Le toujours sulfureux « L’origine du monde » de Gustave Courbet restait énigmatique quant à l’identité de son modèle. Celle-ci est aujourd’hui dévoilée par Claude Schopp et grâce au hasard. L’auteur est un spécialiste d’Alexandre Dumas fils et il travaillait sur la publication de la correspondance de ce dernier avec George Sand. Et c’est là qu’il fit sa découverte. Alexandre Dumas fils évoque en effet le modèle de l’origine du monde dans l’une de ses lettres où il raille l’œuvre de Courbet. Claude Schopp a ensuite collecté de nombreux documents pour étayer sa découverte. Et c’est le résultat de ce travail qu’il nous détaille dans ce livre.
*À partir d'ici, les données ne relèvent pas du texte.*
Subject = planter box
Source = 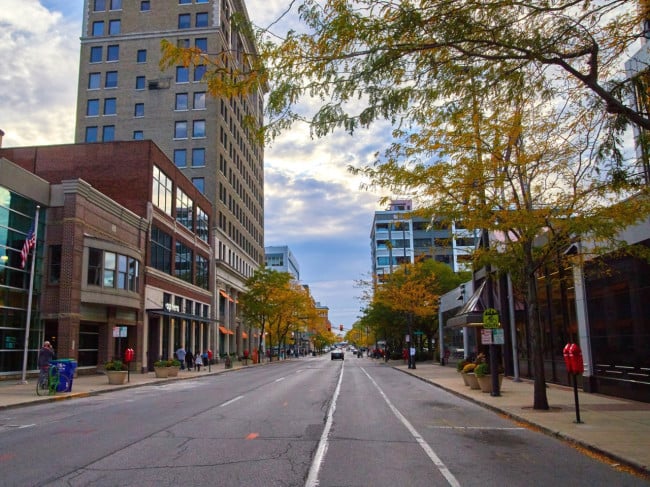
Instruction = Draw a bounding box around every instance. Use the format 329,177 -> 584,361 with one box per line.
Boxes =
463,372 -> 481,390
153,367 -> 171,379
476,374 -> 503,392
106,370 -> 127,386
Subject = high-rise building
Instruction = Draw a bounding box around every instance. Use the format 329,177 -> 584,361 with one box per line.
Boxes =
370,200 -> 479,281
75,0 -> 264,349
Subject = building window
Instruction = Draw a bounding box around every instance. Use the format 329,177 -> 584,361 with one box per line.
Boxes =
194,64 -> 205,81
192,120 -> 205,139
174,242 -> 194,283
194,37 -> 208,52
151,166 -> 173,216
84,127 -> 97,142
196,206 -> 209,242
176,66 -> 190,83
196,12 -> 208,27
92,20 -> 104,37
176,188 -> 194,230
102,125 -> 115,142
106,44 -> 120,61
150,227 -> 172,274
104,98 -> 117,115
108,20 -> 122,36
174,93 -> 187,110
174,149 -> 187,167
192,148 -> 205,167
192,91 -> 205,110
194,254 -> 210,289
88,73 -> 102,90
86,99 -> 99,117
178,14 -> 192,29
174,121 -> 187,139
90,46 -> 102,63
104,71 -> 117,88
47,245 -> 61,284
192,178 -> 205,194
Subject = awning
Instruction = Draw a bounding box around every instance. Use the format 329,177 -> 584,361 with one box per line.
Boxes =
445,281 -> 485,328
219,289 -> 234,303
145,308 -> 217,323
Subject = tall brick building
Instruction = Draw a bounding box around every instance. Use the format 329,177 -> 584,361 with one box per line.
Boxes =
75,0 -> 264,353
0,141 -> 217,371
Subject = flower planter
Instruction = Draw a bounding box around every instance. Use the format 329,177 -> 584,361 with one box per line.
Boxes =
106,370 -> 127,386
153,367 -> 171,379
463,372 -> 481,389
476,374 -> 503,392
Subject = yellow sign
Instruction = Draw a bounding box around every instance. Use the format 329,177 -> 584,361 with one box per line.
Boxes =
483,308 -> 501,328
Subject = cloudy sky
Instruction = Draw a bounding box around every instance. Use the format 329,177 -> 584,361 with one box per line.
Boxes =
0,0 -> 381,329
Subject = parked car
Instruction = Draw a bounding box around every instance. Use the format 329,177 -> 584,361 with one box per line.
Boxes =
331,348 -> 345,360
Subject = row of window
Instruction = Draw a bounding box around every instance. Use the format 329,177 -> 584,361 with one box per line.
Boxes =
174,120 -> 205,139
150,226 -> 210,289
174,147 -> 205,168
152,166 -> 209,242
178,12 -> 208,29
87,248 -> 140,292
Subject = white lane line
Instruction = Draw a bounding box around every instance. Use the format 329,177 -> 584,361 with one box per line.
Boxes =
305,364 -> 345,487
361,367 -> 460,487
219,396 -> 244,408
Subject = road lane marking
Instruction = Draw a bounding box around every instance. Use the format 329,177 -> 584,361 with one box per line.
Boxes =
305,364 -> 345,487
361,367 -> 460,487
219,396 -> 244,408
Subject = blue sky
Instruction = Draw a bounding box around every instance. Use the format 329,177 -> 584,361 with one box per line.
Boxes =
0,0 -> 385,329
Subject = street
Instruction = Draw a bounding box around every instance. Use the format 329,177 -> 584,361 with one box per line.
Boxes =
0,354 -> 647,487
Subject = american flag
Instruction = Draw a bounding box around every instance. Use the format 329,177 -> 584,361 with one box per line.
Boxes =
20,227 -> 36,269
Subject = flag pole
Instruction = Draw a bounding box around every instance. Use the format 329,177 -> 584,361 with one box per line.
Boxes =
20,205 -> 41,384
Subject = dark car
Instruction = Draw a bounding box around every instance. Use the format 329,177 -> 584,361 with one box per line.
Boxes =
331,348 -> 345,360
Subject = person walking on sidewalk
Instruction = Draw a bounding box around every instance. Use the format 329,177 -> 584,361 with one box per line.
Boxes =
176,347 -> 187,370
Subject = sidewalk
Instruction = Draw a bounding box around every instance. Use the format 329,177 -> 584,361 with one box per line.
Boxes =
389,362 -> 650,478
0,361 -> 650,478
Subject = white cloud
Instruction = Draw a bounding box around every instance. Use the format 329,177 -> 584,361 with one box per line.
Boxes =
0,0 -> 388,329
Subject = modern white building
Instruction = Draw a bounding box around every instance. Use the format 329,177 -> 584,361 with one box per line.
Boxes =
370,200 -> 480,280
264,245 -> 300,281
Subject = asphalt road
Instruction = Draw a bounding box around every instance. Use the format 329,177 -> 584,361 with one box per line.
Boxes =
0,354 -> 647,487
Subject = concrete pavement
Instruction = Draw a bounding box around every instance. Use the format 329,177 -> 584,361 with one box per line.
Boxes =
0,358 -> 650,480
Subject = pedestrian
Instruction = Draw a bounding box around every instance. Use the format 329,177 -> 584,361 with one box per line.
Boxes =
185,350 -> 194,371
176,346 -> 187,370
37,341 -> 54,371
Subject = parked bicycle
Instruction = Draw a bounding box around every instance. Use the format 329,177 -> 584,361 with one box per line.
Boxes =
36,364 -> 72,396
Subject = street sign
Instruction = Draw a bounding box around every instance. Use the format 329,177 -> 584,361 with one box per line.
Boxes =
483,308 -> 501,328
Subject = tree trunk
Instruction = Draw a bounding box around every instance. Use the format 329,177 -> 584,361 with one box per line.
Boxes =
526,264 -> 549,410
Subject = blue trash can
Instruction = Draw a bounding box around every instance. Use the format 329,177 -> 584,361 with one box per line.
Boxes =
50,358 -> 77,392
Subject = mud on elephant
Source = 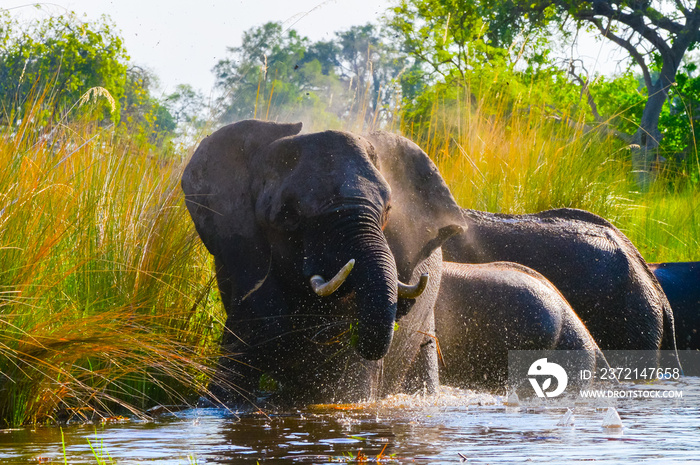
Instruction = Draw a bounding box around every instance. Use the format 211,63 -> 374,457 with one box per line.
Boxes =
443,208 -> 677,362
435,262 -> 607,390
182,120 -> 463,404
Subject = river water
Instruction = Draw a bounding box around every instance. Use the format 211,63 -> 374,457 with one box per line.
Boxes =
0,377 -> 700,464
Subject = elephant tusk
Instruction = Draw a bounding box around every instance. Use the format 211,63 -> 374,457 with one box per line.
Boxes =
309,259 -> 355,297
399,273 -> 428,299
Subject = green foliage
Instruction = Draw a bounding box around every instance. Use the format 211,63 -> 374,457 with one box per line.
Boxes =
214,23 -> 406,127
121,66 -> 177,145
0,14 -> 128,125
660,63 -> 700,170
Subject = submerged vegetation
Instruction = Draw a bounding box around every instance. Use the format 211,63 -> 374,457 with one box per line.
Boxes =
0,0 -> 700,425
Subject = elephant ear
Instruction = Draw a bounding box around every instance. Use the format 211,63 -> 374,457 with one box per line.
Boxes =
182,120 -> 302,260
365,132 -> 467,281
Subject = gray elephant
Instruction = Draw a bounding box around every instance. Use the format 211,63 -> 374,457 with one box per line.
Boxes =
443,208 -> 677,362
435,262 -> 607,389
182,120 -> 463,404
649,262 -> 700,352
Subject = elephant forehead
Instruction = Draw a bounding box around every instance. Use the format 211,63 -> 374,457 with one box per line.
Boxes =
279,131 -> 391,202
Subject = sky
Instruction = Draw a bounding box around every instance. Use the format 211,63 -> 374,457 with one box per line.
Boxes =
0,0 -> 393,95
0,0 -> 620,95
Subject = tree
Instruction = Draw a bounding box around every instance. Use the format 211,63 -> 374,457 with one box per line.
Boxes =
0,14 -> 128,124
213,22 -> 310,121
214,23 -> 406,126
120,66 -> 177,145
496,0 -> 700,187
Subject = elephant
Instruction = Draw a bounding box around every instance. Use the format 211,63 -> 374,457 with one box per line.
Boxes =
435,262 -> 607,390
181,120 -> 463,406
442,208 -> 678,363
649,262 -> 700,352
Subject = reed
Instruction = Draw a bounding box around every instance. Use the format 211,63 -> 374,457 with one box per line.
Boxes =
400,85 -> 700,262
0,89 -> 221,426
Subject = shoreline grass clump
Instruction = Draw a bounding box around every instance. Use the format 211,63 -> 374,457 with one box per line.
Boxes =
0,96 -> 221,426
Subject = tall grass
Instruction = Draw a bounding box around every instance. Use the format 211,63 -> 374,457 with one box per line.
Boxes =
401,85 -> 700,262
0,92 -> 220,425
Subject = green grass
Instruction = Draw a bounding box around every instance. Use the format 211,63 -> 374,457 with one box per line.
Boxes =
0,91 -> 221,426
0,78 -> 700,426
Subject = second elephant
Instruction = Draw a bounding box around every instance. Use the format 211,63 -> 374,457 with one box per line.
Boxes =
435,262 -> 606,389
649,262 -> 700,352
443,208 -> 676,358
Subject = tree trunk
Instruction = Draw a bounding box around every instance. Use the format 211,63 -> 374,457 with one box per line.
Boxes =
632,53 -> 683,191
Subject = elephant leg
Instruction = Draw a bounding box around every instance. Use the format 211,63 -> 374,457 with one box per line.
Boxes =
209,257 -> 290,408
402,336 -> 440,394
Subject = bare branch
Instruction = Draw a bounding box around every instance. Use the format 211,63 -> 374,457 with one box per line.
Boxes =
588,18 -> 652,89
640,7 -> 684,34
568,60 -> 603,123
673,0 -> 690,18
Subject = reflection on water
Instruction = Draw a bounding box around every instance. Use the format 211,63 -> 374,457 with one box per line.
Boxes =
0,378 -> 700,464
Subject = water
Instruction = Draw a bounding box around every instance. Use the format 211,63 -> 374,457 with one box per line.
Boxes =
0,378 -> 700,464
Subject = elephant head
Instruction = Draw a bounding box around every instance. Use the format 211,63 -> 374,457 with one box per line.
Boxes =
182,120 -> 463,366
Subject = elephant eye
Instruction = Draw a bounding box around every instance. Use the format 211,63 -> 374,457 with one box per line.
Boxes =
382,205 -> 391,231
276,200 -> 301,231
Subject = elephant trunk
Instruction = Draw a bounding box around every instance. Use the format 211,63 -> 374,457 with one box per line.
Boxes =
305,208 -> 398,360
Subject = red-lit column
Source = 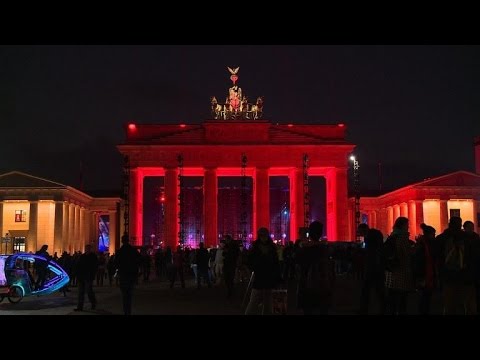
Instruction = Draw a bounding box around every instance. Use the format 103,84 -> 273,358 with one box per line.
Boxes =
336,167 -> 348,241
400,203 -> 408,218
437,200 -> 449,234
203,169 -> 218,247
129,168 -> 143,246
325,169 -> 338,241
164,169 -> 180,250
326,167 -> 346,241
393,204 -> 400,224
253,169 -> 270,233
387,206 -> 393,235
289,168 -> 304,241
408,200 -> 418,240
415,200 -> 426,235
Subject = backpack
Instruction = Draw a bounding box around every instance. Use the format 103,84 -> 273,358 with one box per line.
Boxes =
445,237 -> 466,272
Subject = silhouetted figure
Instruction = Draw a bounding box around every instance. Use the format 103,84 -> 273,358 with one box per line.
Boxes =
358,224 -> 385,314
384,216 -> 415,315
297,221 -> 335,315
245,228 -> 280,315
115,235 -> 141,315
222,235 -> 240,298
463,220 -> 480,314
414,224 -> 437,315
197,242 -> 212,289
170,246 -> 185,289
97,252 -> 107,286
107,254 -> 118,286
436,216 -> 477,315
74,245 -> 98,311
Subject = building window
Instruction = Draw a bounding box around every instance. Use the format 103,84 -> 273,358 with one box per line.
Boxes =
13,236 -> 25,253
15,210 -> 27,222
450,209 -> 460,217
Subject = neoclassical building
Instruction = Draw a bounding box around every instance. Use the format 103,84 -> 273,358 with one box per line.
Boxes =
0,171 -> 123,256
348,137 -> 480,239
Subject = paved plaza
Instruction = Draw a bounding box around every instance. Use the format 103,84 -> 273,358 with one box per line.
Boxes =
0,276 -> 441,316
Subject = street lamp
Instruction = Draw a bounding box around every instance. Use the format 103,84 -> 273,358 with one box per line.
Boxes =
350,155 -> 360,241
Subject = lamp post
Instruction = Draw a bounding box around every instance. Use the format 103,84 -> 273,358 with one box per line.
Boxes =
350,155 -> 360,241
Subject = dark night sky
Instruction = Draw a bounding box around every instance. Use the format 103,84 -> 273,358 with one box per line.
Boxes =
0,45 -> 480,195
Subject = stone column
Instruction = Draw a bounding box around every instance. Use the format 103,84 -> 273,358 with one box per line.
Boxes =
437,200 -> 450,234
203,169 -> 218,248
288,168 -> 304,242
326,167 -> 353,241
387,206 -> 394,235
393,204 -> 400,224
164,168 -> 180,251
108,211 -> 118,254
253,169 -> 270,233
78,207 -> 86,250
415,200 -> 424,235
408,200 -> 419,239
0,201 -> 3,246
129,168 -> 143,246
25,201 -> 41,253
400,203 -> 408,218
73,205 -> 79,252
52,201 -> 65,256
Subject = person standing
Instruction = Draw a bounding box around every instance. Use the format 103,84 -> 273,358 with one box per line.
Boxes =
357,224 -> 385,315
115,235 -> 141,315
222,235 -> 240,299
74,245 -> 98,311
245,228 -> 281,315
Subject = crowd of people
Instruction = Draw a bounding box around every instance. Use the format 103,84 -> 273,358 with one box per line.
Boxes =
22,216 -> 480,315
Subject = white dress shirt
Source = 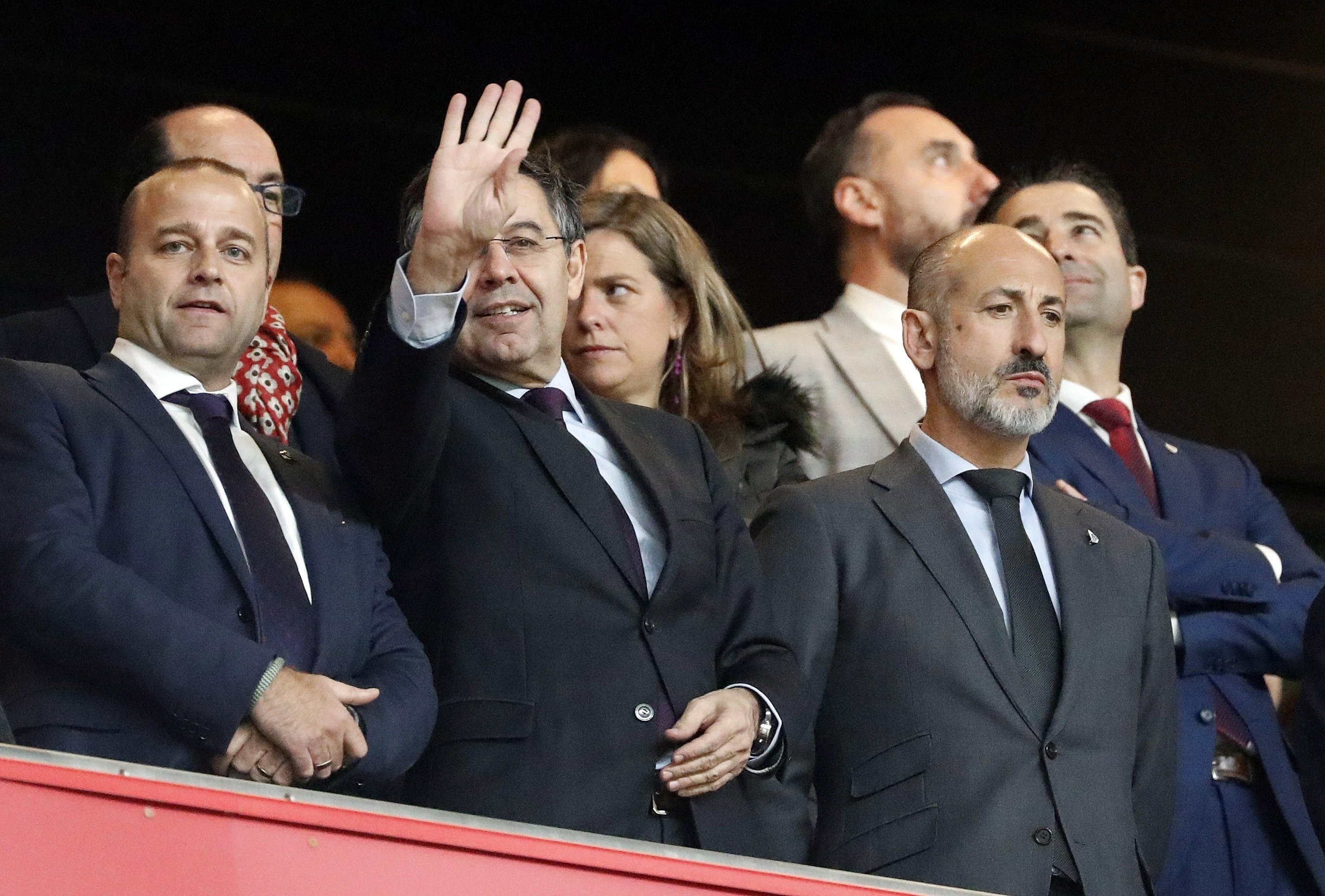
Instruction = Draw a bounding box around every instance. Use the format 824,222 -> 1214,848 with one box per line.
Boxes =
387,254 -> 782,774
909,423 -> 1063,631
841,284 -> 925,407
1059,379 -> 1284,582
110,338 -> 312,602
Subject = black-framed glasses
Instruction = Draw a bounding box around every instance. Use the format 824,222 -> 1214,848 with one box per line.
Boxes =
252,183 -> 306,217
488,236 -> 566,259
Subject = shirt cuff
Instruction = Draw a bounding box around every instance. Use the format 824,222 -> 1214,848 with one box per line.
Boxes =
1256,545 -> 1284,582
726,683 -> 782,774
387,252 -> 469,349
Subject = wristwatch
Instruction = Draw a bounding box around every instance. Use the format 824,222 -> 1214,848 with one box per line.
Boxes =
750,701 -> 772,756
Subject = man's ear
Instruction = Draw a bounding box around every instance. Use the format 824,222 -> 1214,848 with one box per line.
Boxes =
902,307 -> 938,370
566,240 -> 588,302
832,176 -> 884,229
106,252 -> 128,311
1128,265 -> 1146,311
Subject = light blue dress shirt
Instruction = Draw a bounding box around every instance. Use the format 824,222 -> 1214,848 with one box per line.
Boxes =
909,423 -> 1063,631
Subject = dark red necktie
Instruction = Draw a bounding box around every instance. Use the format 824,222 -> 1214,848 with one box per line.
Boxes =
1081,398 -> 1159,513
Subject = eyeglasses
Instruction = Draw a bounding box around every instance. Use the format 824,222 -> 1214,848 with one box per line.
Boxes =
485,236 -> 566,259
252,183 -> 306,217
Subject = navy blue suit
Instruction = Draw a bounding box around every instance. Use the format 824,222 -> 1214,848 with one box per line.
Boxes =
0,355 -> 436,793
1031,406 -> 1325,896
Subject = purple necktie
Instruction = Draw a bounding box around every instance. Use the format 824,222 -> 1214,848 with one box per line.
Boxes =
164,392 -> 318,672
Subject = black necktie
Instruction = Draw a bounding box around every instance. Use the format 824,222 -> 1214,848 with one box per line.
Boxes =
164,392 -> 318,672
962,469 -> 1063,734
962,469 -> 1081,880
519,386 -> 648,591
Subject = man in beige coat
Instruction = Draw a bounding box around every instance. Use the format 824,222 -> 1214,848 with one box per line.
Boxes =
750,93 -> 998,477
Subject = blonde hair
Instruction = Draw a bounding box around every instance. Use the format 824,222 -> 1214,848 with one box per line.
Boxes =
582,192 -> 750,443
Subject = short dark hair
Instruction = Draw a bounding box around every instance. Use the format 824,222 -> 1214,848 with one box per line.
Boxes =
400,151 -> 584,254
534,125 -> 668,197
800,90 -> 934,242
981,159 -> 1141,265
115,102 -> 249,207
115,156 -> 272,261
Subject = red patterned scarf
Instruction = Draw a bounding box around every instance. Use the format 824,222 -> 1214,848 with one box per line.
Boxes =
235,305 -> 303,444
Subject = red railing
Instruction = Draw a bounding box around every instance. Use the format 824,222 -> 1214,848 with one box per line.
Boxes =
0,746 -> 991,896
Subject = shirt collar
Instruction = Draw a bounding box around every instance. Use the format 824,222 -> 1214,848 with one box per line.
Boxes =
1059,379 -> 1137,421
110,337 -> 240,426
841,284 -> 906,344
471,361 -> 588,423
908,423 -> 1035,497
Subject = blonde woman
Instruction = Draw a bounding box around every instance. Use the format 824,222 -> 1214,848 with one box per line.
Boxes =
562,192 -> 816,522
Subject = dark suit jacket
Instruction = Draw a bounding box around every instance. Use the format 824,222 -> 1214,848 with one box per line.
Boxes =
339,304 -> 808,858
0,355 -> 436,786
754,441 -> 1175,896
0,292 -> 350,469
1031,406 -> 1325,891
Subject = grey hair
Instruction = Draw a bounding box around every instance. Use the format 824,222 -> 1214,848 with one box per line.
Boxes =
400,151 -> 584,254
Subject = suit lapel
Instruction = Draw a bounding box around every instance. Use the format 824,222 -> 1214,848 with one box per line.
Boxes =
1137,420 -> 1203,525
83,355 -> 256,599
575,383 -> 677,594
1031,404 -> 1154,515
457,371 -> 648,602
68,290 -> 119,355
242,434 -> 339,671
1032,488 -> 1102,737
871,441 -> 1035,731
816,301 -> 925,445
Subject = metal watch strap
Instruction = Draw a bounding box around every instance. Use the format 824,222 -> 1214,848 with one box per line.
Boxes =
249,656 -> 285,711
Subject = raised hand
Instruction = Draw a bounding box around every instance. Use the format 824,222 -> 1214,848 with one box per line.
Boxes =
661,688 -> 759,797
249,667 -> 379,781
406,81 -> 539,293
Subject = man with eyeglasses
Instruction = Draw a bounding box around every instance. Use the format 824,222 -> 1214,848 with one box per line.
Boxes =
0,105 -> 349,465
338,82 -> 808,859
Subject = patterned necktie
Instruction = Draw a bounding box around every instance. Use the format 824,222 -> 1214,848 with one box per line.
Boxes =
962,469 -> 1081,880
235,305 -> 303,444
1081,398 -> 1159,513
164,392 -> 318,672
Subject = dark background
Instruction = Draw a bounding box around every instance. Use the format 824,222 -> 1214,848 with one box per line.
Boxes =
7,1 -> 1325,545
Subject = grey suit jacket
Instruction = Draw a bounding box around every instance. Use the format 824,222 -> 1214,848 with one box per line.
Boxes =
754,443 -> 1177,896
747,299 -> 925,478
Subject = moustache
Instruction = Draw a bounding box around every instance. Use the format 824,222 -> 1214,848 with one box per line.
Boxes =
994,355 -> 1053,386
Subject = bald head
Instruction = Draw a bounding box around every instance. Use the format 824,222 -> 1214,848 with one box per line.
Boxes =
906,224 -> 1063,322
902,224 -> 1064,445
121,105 -> 285,272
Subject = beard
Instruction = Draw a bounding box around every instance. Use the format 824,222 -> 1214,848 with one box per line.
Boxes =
936,338 -> 1059,438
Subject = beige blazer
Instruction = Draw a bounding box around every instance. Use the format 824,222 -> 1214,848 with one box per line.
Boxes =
747,301 -> 925,478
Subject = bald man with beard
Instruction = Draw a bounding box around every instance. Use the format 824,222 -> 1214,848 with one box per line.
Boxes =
752,225 -> 1175,896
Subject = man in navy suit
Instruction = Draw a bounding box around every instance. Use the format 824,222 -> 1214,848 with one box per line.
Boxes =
0,159 -> 436,793
984,163 -> 1325,896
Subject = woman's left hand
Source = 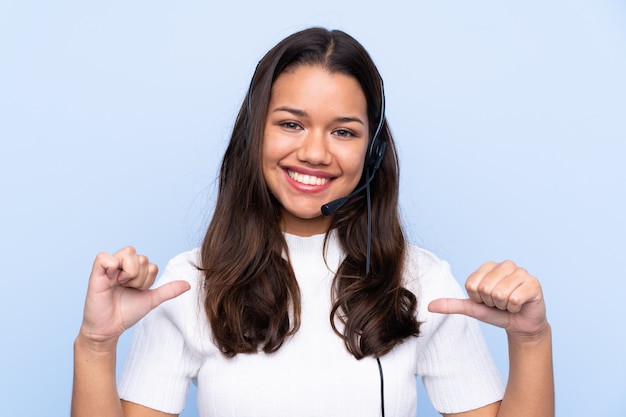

Le parcours du modèle de « L’origine du monde » est absolument surprenant. Constance Quéniaux (1832-1908) est née dans un milieu très modeste, sa mère était analphabète. Elle devient danseuse, elle est engagée dans le corps de ballet de l’opéra en 1847 et elle y restera jusqu’en 1859. Comme certains tableaux de Degas nous le montrent, les danseuses devaient se trouver des protecteurs afin de pouvoir vivre de leur art. Une fois sa carrière terminée, Constance a continué à vivre grâce à des hommes. Elle était ce que l’on appelle une demi-mondaine ou une courtisane. Grâce à « La dame aux camélias » de Alexandre Dumas fils (encore lui !), le regard sur ces femmes avait évolué positivement et elles n’étaient pas en marge de la société. Au contraire, Constance participait aux évènements culturels et mondains aux bras de ses différents protecteurs. C’est d’ailleurs grâce à l’un d’eux qu’elle est devenue le modèle d’un des plus célèbres tableaux au monde.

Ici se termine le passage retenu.